/DataMine

DataMine is Turn's data warehouse to address the challenges of information management and analytics.

Primary LanguageJava

DataMine Build Status

DataMine aims to provide a comprehensive solution to the challenges of information management and analytics at Turn. The diagram below illustrates the important components in DataMine.

Basically it is composed of three layers.

  • Storage layer is the foundation of DataMine, which defines a data schema language and provides the implementation of the data serialization / de-serialization on different data storage, such as HDFS or Memory-based File System.

  • I/O Interface represents the data abstraction using a set of APIs, through which the application can get access to the data in the storage.

  • Application layer is composed of an analytical query engine, ETL processes and other applications.

DataMine can help the user to build a data warehouse more effectively. All table schema are described in a full-featured schema language (i.e., DataMine IDL), based on which a code generation approach is applied automatically to generate a set of Java classes. The generated code include the implementation of APIs that define the way to access the data. Multiple data formats are supported in DataMine, where a table can be stored in row-based or column-oriented. Therefore, the features of DataMine can be summarized as:

Metadata Driven

In DataMine, a data store (i.e., tableList) has a set of tables. Each table (i.e., table) is composed of records. The table schema (or the record structure) can be described as a tuple, (id, name, type, defaultValue, isRequired, ...).

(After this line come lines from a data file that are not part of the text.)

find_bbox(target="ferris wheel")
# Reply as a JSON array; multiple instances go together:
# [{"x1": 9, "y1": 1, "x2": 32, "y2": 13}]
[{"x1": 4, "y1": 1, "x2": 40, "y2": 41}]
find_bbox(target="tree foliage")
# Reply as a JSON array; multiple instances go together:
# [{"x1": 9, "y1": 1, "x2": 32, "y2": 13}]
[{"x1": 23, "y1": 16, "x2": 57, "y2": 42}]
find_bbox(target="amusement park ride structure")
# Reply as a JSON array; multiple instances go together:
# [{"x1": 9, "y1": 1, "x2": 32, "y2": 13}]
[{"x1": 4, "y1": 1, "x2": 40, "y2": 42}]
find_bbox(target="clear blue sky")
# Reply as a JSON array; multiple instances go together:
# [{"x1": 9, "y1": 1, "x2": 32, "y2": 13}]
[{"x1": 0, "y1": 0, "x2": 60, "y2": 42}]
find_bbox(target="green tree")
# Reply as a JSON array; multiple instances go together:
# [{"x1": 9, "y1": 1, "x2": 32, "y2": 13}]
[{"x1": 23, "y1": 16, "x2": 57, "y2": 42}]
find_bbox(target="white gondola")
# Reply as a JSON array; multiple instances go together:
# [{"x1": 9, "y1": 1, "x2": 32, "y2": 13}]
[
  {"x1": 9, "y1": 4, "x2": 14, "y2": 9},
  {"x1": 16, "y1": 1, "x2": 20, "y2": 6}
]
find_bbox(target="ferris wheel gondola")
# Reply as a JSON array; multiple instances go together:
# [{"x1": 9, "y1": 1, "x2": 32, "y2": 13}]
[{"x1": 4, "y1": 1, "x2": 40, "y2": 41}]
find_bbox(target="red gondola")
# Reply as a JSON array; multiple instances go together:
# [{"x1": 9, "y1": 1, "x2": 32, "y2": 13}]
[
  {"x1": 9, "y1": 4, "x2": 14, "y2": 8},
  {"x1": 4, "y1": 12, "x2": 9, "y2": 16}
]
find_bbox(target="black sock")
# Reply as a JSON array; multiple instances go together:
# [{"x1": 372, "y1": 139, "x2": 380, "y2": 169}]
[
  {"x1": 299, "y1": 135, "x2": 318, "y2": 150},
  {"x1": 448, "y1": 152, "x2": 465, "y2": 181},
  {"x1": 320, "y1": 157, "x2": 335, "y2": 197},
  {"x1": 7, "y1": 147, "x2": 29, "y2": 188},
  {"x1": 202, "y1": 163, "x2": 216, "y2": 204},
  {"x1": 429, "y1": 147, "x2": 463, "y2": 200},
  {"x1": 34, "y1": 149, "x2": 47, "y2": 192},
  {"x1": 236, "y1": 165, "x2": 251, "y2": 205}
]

Please refer to DataMine IDL for more detail.

Schema Evolution (Data Backward-Compatibility)

One common requirement from the DataMine user is to add new attributes to the existing table, e.g., Impression. This requires that the data access support backward compatibility, in other words, the change must allow reading data in the old format. DataMine supports the following changes on the table schema:

  • If a field is not derived, then

    • No new REQUIRED field can be added to any existing table; adding OPTIONAL field is OK.
    • An OPTIONAL field cannot be changed to REQUIRED; it is OK to change a REQUIRED field to be OPTIONAL.
    • The type of existing field cannot be changed.
    • No existing field can be removed.
  • The restrictions above are not applied to a derived field, i.e.,

    • It is possible to change the name, type, default value, constraints of a derived field.

API-based Infrastructure

DataMine defines a set of APIs for the data access. These APIs define a way how to read and write the data of a table, the format how the data of a table are stored in.

Code Generation

DataMine follows a code generation approach to create the code for data access. Particularly, it generates a set of Java classes based on the DataMine schema.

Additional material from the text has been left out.